Here my user experience as a YaCy noob (I am 55 and software developer all my life): I have set up YaCy on my home server (Mac Mini). The first few tries caused my JVM to freeze after about three hours because of poor YaCy memory setup and usage. Suggestion: this should work without first customizing the setup. All the rest is very interesting. First search experience is not as good as Google but can be improved e. g. by own crawling of interesting sites.
Thank you for trying out YaCy!
The best default settings for memory is hard to find: some people thing they are too high, some to low.
But you are right, people should not find out after only some hours that the installation need maintenance!
I will increase the default memory setting.
My Mac Mini server is from 2009 and has only 4GB RAM. Setting crawling speed to 70 PPM seems to work, but it is pretty slow. The inital setting of 6000 PPM seems not to be useful when the RAM setting for the JVM is 600MB. My last try is 90 PPM crawling speed, reading URLs from file, 25k maximum word in index cache and maximum 1600MB RAM for JVM. Obviously wrong settings cause the JVM to freeze and remain at high CPU load. I know it is difficult, but the best thing would be: here is your RAM, harddisk space and list of URLs to crawl: go ahead without freezing and give me an every day overview about the statistics…
I concur. I started with Yacy yesterday and installed it in a docker container on a Raspberry Pi 4 with 4GB of RAM.

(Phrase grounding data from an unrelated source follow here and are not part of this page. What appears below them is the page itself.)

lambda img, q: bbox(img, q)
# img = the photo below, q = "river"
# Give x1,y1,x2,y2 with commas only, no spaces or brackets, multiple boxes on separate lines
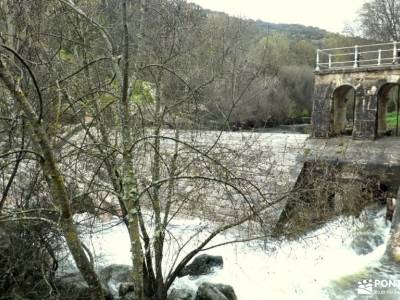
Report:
61,132,400,299
65,205,395,300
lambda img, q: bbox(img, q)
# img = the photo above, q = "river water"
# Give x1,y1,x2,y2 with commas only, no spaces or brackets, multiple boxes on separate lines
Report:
70,205,397,300
63,132,400,299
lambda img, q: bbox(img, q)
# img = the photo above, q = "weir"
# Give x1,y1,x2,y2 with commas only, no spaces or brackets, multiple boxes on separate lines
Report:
277,42,400,234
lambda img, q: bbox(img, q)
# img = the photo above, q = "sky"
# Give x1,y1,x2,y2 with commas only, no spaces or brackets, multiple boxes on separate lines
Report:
189,0,366,33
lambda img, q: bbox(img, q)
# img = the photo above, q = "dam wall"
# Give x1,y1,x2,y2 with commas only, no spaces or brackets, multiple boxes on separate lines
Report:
276,136,400,233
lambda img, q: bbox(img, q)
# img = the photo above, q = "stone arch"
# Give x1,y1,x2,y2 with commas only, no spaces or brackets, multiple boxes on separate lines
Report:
376,83,400,136
330,84,356,135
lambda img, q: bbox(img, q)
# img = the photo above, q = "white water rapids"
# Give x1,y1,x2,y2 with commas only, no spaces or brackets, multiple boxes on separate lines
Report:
67,206,393,300
60,132,400,299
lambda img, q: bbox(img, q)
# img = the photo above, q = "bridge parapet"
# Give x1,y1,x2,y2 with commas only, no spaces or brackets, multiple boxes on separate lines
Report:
312,42,400,140
316,42,399,71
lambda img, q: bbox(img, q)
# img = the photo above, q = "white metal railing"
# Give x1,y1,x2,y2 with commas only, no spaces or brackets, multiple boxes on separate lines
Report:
315,42,400,71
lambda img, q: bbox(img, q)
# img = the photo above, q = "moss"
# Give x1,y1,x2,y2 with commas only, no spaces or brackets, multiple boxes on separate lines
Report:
386,111,399,129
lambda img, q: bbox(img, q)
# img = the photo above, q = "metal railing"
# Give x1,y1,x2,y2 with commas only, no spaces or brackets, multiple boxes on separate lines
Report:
315,42,400,71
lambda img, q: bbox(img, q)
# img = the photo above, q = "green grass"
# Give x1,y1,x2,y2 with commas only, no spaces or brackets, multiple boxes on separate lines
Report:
386,111,399,129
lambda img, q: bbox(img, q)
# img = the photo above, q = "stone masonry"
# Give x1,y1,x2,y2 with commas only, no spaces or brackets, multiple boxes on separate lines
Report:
312,65,400,139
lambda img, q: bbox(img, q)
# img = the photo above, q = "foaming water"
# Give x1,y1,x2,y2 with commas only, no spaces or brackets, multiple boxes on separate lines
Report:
170,208,391,300
58,133,399,299
65,206,396,300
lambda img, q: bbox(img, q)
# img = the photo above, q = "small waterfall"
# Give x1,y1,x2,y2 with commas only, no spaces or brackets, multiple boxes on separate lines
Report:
58,133,400,299
171,206,394,300
59,205,398,300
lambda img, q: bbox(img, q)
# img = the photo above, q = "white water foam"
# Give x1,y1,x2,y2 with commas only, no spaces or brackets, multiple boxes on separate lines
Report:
69,207,390,300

It works, but it is quite slow. Sometimes the admin interface freezes and webpages are no longer served. That is a bit frustrating. It basically freezes the whole Pi and even other services are no longer available. Like I can’t even SSH into the Pi anymore. Is it not possible to allocate the required RAM more dynamically?

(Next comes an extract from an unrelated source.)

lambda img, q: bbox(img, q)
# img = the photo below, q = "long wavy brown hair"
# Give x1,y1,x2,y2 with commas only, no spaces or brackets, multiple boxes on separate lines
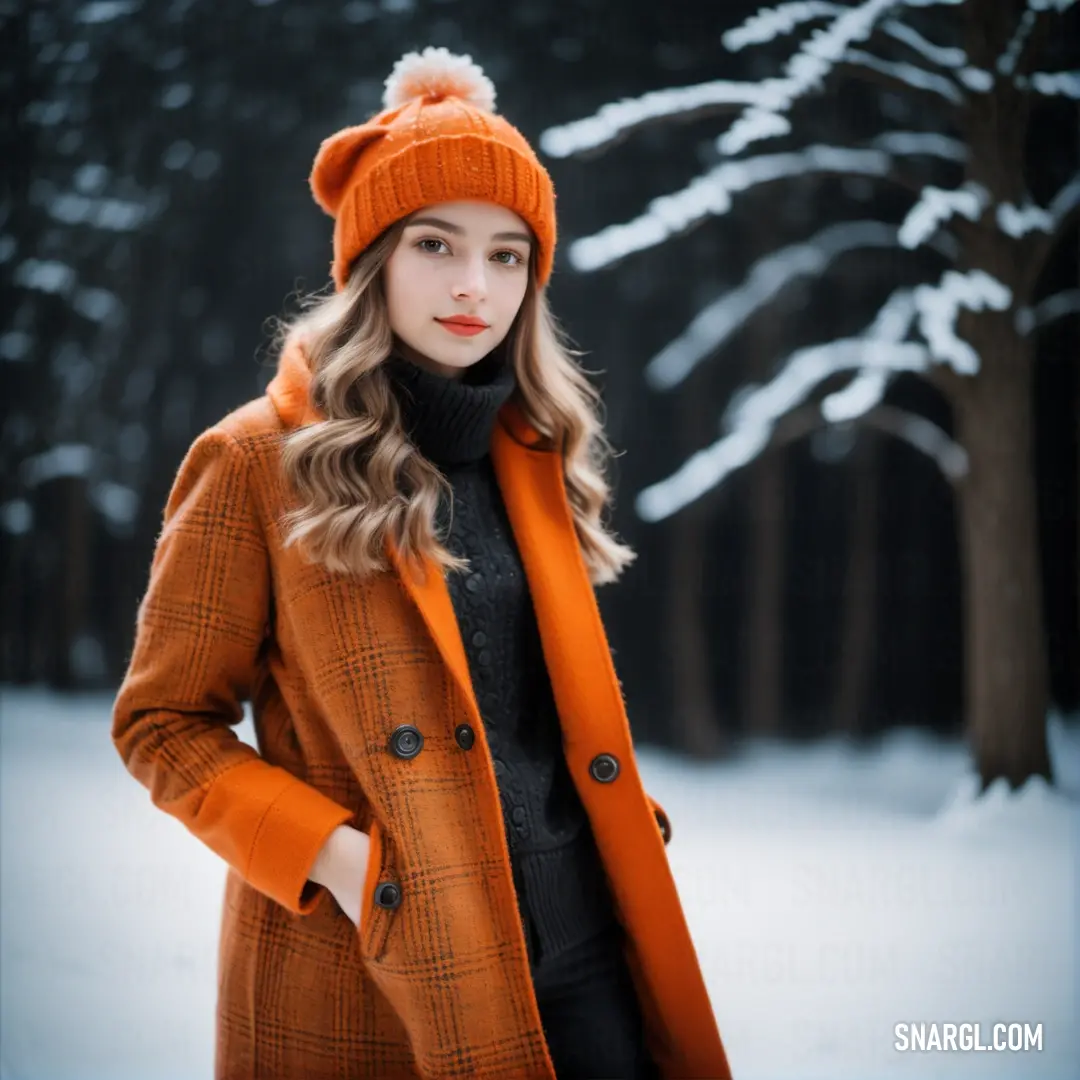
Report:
270,218,635,585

I also find the admin console quite confusing. There are menu items on the left, and on top, and no breadcrumbs. When you look at a page, it is not obvious where on the menu you are.
I haven’t really tried to search anything, as I expect I first have to crawl some websites first. But I’d love to see that as an alternative to my SearX instance I have been using for some time now.
SearX does not craw, does s not index and does not store. All if that is hard, io-intensive and needs a lot of ram.
It is possible to run yacy even on a RPi3, but with strong restrictions.